Mallikassery is a small village near Paika, in Elikulam Panchayat of Kanjirappally Taluk in Kottayam district, in the state of Kerala, India.

Etymology
The place name originated from the story of Mallika named girl drawn in Ponnozhukum Thodu.

Location
A bus route from Paika to Pinnakkanadu cuts across Mallikassery. Ponnozhukumthodu, a tributary to the river Meenachil, flows by Mallikassery. Institutions in the village include St. Thomas Church, St. Dominic Savio U.P. School, SNDP Sree Narayana Guru Temple, and Adorno Fathers Seminary and Ashramam.

Economy
Mallikassery is an agricultural area. Mallikassery is a major rubber producing region, with rubber estates from 100 to 500 acres. Rubber estates in this area were traditionally owned by a wealthy family who had certain affiliations with Murphy saipu, the father of Indian rubber plantation industry. Families in this region assisted the wealthy family either as supervisors or servants in the estate and later shared their property. Mallikassery at present is an Industrial area of Elikulam Panchayath. There are three factories. Eva Hawai, Glenrock Rubber Products and Kokad Pharmaceuticals. There are only three buildings in the local town. Two of them are owned by local church. There is a ration shop and few other grocery shops and some tea shop. There are only a few number of government employees.
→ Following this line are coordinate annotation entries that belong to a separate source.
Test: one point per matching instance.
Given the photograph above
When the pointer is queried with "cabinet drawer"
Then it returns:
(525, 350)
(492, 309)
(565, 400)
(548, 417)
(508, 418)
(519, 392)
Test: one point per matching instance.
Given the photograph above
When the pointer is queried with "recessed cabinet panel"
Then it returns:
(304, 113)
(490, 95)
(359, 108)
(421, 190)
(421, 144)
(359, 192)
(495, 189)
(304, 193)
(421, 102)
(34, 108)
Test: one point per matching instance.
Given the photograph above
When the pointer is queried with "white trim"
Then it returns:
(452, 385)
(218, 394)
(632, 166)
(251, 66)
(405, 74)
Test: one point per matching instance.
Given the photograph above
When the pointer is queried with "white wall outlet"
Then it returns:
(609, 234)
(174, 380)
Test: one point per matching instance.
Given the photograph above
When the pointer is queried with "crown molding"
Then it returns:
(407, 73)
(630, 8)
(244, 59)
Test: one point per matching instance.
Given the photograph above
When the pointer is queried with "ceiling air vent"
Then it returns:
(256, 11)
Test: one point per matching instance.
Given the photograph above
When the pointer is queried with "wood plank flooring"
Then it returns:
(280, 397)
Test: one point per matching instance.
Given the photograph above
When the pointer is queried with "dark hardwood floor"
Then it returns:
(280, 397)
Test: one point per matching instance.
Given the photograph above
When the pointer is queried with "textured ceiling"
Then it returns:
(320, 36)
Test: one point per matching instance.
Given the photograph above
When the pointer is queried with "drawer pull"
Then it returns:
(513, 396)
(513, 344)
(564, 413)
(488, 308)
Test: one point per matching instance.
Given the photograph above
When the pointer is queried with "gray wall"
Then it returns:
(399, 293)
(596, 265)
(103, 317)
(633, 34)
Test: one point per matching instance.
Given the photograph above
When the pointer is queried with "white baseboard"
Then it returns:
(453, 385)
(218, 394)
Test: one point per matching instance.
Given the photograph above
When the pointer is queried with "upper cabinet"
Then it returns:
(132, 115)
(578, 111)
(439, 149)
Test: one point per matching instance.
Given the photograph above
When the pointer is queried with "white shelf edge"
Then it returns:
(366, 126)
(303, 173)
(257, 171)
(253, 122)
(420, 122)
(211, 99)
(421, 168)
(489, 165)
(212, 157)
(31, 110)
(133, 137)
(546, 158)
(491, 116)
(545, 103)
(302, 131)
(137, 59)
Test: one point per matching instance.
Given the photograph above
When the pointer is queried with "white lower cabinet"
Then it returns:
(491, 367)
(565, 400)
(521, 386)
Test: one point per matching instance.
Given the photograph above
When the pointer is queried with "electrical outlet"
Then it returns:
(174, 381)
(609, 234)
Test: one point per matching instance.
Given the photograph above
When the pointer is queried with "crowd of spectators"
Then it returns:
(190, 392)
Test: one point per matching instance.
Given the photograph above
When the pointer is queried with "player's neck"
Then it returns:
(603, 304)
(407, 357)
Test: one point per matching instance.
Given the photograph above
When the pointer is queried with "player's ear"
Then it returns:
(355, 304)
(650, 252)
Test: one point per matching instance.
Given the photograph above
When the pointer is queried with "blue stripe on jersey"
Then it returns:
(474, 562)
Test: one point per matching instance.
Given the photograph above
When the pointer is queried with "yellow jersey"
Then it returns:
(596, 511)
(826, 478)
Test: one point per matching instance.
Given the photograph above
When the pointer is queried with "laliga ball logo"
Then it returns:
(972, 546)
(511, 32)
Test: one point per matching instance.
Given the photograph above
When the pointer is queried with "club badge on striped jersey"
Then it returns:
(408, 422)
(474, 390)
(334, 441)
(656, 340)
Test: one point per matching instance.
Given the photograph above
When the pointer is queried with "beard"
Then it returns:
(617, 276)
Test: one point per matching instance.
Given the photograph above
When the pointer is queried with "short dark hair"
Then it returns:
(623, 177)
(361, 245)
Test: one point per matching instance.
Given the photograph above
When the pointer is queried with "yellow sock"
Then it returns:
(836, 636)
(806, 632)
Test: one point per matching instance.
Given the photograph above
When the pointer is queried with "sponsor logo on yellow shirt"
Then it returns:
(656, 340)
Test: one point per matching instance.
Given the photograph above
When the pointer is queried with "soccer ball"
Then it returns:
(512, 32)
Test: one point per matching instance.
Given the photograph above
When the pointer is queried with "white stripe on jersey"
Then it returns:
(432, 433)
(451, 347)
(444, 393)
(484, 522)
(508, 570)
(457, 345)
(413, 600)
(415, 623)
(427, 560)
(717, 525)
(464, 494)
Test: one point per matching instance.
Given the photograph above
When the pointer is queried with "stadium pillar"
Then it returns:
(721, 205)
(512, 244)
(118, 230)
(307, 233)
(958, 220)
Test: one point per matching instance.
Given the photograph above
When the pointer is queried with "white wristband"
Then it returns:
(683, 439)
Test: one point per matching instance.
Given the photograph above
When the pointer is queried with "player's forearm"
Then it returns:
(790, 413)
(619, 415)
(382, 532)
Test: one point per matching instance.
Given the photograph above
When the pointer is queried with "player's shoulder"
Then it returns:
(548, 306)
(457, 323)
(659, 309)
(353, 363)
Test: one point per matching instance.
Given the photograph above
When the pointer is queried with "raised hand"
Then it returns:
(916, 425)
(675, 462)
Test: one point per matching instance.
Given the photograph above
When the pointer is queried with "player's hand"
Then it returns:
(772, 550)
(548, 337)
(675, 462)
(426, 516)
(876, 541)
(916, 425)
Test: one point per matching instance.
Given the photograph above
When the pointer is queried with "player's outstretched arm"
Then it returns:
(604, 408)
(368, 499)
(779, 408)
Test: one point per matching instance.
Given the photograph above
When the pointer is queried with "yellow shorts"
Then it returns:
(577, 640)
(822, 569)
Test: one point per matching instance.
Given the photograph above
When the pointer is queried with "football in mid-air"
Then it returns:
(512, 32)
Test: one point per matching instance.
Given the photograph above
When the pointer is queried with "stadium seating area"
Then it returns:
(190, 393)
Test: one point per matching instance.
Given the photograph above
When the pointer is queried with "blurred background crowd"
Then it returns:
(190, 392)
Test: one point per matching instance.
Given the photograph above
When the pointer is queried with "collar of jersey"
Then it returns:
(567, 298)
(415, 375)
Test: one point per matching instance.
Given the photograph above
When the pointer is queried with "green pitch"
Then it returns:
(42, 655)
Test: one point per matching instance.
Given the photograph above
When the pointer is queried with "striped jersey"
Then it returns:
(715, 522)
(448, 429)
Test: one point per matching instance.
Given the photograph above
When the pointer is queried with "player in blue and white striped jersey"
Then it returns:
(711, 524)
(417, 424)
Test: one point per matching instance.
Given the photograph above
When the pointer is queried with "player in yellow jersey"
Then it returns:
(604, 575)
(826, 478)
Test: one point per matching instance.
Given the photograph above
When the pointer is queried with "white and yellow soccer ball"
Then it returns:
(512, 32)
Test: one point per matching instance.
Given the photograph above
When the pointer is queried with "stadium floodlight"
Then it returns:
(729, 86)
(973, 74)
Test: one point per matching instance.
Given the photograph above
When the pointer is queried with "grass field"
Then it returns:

Children of many parents from this region are settled abroad .

Demographics
The population consists of almost equal population of Syrian Catholic Christians and Hindus.

Access
 Thiruvananthapuram - Anchal - Punalur - Pathanamthitta - Ranni - Erumeli - Kanjirappally - Pinnakkanad - Mallikassery
 Kottayam - Ettumanoor - Pala - Paika - Mallikassery
 Kochi/Cochin - Thripunithura - Kanjiramattom - Kaduthuruthy - Kuravilangad - Pala - Paika - Mallikassery
 Kumily -  Peermedu - Kuttikkanam - Mundakkayam - Parathode - Chettuthodu - Pinnakkanad - Mallikassery

There are private busses plying through Mallikassery. The Paika-Pinnakanad Road, passing through Mallikassery, is a short cut route to Erumeli and hence Sabarimala. It is also short route to Mundakkayam and further east to Kuttikkanam, Peermedu, Kumily and Thekkadi.

The nearest town is Paika.  From Mallikassery, transport reaches most of the bigger towns in this region which includes Palai, Kanjirappally, Erattupetta, and Ponkunnam.  The District Capital Kottayam lies 39 km west.

The new alignment of Sabari Railway is through Mallikassery, not sure on whether will take place.